This tokenfilter is the most important responsibility, which is within the next method. The entire Tokenfilter is like this, first use the parent category's constructors to remember the incoming source tokemstream (that is, tokenfilter.input this field). In NEXT (), it is basically returned to INPUT.NEXT (). However, there is an exception to the Token object returned by INPUT.NEXT (), and its text content contains ".", Further dismantling this Token. After disassembling a token, after disassembling a plurality of Token, then the plurality of Token will be stored in a buffer. So when NEXT () is called, you will first check if there is a token in Buffer. If there is, it will return directly. In turn, use input.next () from the source tokemstream. Through this method, when the source tokemstream returns token contains ".", It will be dismantled into a plurality of Token and is passed back.

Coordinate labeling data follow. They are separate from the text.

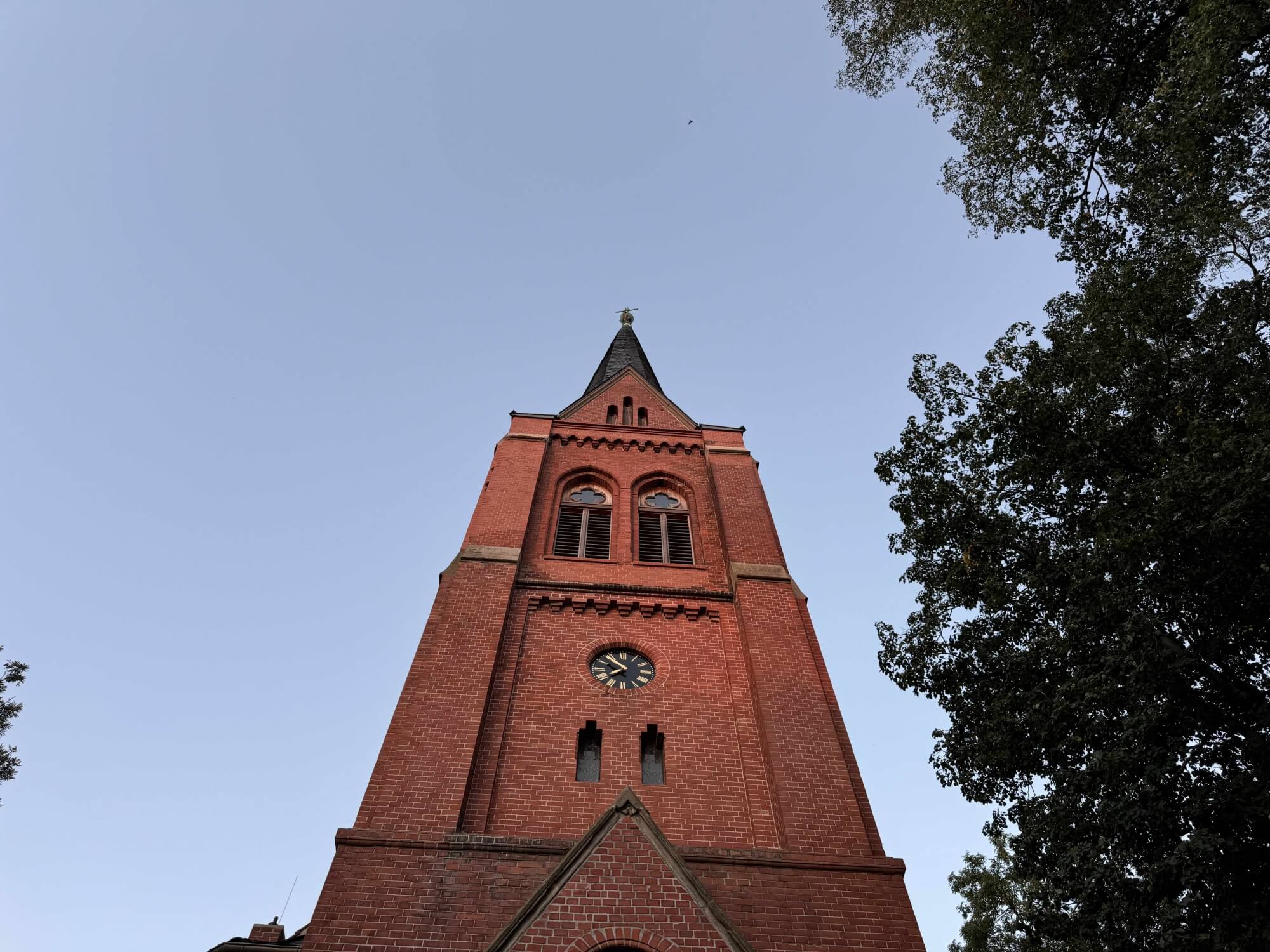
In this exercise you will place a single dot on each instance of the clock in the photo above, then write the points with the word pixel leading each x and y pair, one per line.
pixel 623 668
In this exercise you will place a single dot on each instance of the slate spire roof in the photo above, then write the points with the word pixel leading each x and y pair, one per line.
pixel 624 352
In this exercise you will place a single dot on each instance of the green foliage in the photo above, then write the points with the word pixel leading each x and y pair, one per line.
pixel 1108 124
pixel 1089 516
pixel 15 673
pixel 999 906
pixel 1089 522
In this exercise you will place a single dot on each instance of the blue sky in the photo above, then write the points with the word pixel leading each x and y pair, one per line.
pixel 271 279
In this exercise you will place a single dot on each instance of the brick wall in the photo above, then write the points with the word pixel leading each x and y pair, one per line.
pixel 473 802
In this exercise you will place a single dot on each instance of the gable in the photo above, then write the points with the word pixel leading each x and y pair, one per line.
pixel 594 407
pixel 624 879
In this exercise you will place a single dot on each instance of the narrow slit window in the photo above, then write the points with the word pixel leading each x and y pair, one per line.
pixel 590 741
pixel 584 527
pixel 652 757
pixel 665 536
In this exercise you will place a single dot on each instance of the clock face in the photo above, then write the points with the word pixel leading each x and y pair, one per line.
pixel 623 668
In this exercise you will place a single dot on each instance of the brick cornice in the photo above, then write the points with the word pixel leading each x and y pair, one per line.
pixel 479 843
pixel 622 590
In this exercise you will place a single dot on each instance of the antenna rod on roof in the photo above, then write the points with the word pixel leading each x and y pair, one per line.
pixel 289 898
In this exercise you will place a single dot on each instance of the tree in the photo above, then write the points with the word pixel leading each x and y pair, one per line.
pixel 1089 524
pixel 998 906
pixel 15 673
pixel 1089 515
pixel 1107 124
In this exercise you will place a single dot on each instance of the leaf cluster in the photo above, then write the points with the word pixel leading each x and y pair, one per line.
pixel 1109 124
pixel 15 673
pixel 1089 524
pixel 999 906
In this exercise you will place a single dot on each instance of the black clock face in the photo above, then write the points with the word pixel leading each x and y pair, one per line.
pixel 623 668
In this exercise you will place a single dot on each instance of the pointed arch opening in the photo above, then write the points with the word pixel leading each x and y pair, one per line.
pixel 664 525
pixel 585 520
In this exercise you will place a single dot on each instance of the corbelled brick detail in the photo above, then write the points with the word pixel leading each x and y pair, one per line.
pixel 267 932
pixel 474 798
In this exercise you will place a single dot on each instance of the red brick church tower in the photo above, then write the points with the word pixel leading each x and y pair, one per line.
pixel 618 732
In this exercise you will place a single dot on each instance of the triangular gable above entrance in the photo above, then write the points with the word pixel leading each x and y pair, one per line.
pixel 622 880
pixel 594 407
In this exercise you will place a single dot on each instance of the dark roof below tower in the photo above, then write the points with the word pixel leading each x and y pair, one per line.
pixel 624 352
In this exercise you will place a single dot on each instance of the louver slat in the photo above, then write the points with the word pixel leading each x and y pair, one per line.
pixel 598 534
pixel 651 538
pixel 568 532
pixel 679 539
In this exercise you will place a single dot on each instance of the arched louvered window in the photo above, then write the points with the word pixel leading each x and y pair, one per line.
pixel 584 524
pixel 652 757
pixel 590 743
pixel 665 532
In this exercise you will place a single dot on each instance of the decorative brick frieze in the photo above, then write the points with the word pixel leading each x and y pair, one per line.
pixel 604 606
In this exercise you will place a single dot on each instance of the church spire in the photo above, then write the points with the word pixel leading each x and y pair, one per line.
pixel 624 352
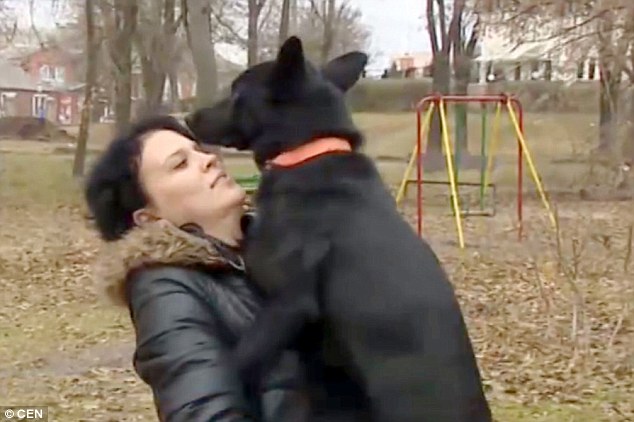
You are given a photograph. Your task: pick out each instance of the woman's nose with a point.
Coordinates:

Finally, just write an Analyzer to choose to match Tokenizer and Filter.

Import Java.io.Reader;

Import java.util.set;

Import org.apache.lucene.Alysis.TokenStream;

Import org.apache.lucene.Analysis.Analyzer;

Import org.apache.lucene.Analysis.lowercasefilter;

Import org.apache.lucene.Alysis.stopanalyzer;

Import org.apache.lucene.Aalogs.StopFilter;

Import org.apache.lucene.Analysis.standard.standardfilter;

Import org.apache.lucene.Analysis.standard.standardTokenizer;

Public Class Urlplusanalyzer Extends Analyzer

{

PUBLIC STATIC FINAL STRING [] STOP_WORDS

Public static final string [] stop_words1 = stopanalyzer.english_stop_words;

Public static factory string [] stop_words2 = {"http", "www", "com", "net"};

//

PRIVATE STOPSET;

//

Static

{

Stop_words = new string [stop_words1.length stop_words2.length];

For (int i = 0; i

STOP_WORDS [I] = stop_words1 [i];

For (int i = 0; I

}

Public urlplusanalyzer ()

{

THIS (stop_words);

}

Public urlplusanalyzer (string [] stopwords)

{

Stopset = stopfilter.makestopset (stopwords);

}

Public tokenstream tokenstream (String FieldName, Reader Reader)

{

TokenStream Result = New StandardTokenizer (Reader);

Result = New StandardFilter (Result);

Result = new lowercasefilter (result);

Result = new urlplusfilter (result);

Result = New StopFilter (Result, Stopset);

Return Result;

}

}

This URLPlusanalyzer is an imitation StandardAnalyzer. But there are two places, one is an additional set of STOP Words. The so-called STOP WORDS is feeding to StopFilter as an input, and the representative is not wishing to be tetached as an index. For example, "WWW", "COM", "Net" in the URL are too often, and there is not much substantive significance, it should be added to STOP Words. Another different way is to choose the assembled tokenfilter in tokenstream (). This means that all analyzed token will pass the URLPLUSFILTER inspection. If it is the typographical version of the URL, it will be subdivided.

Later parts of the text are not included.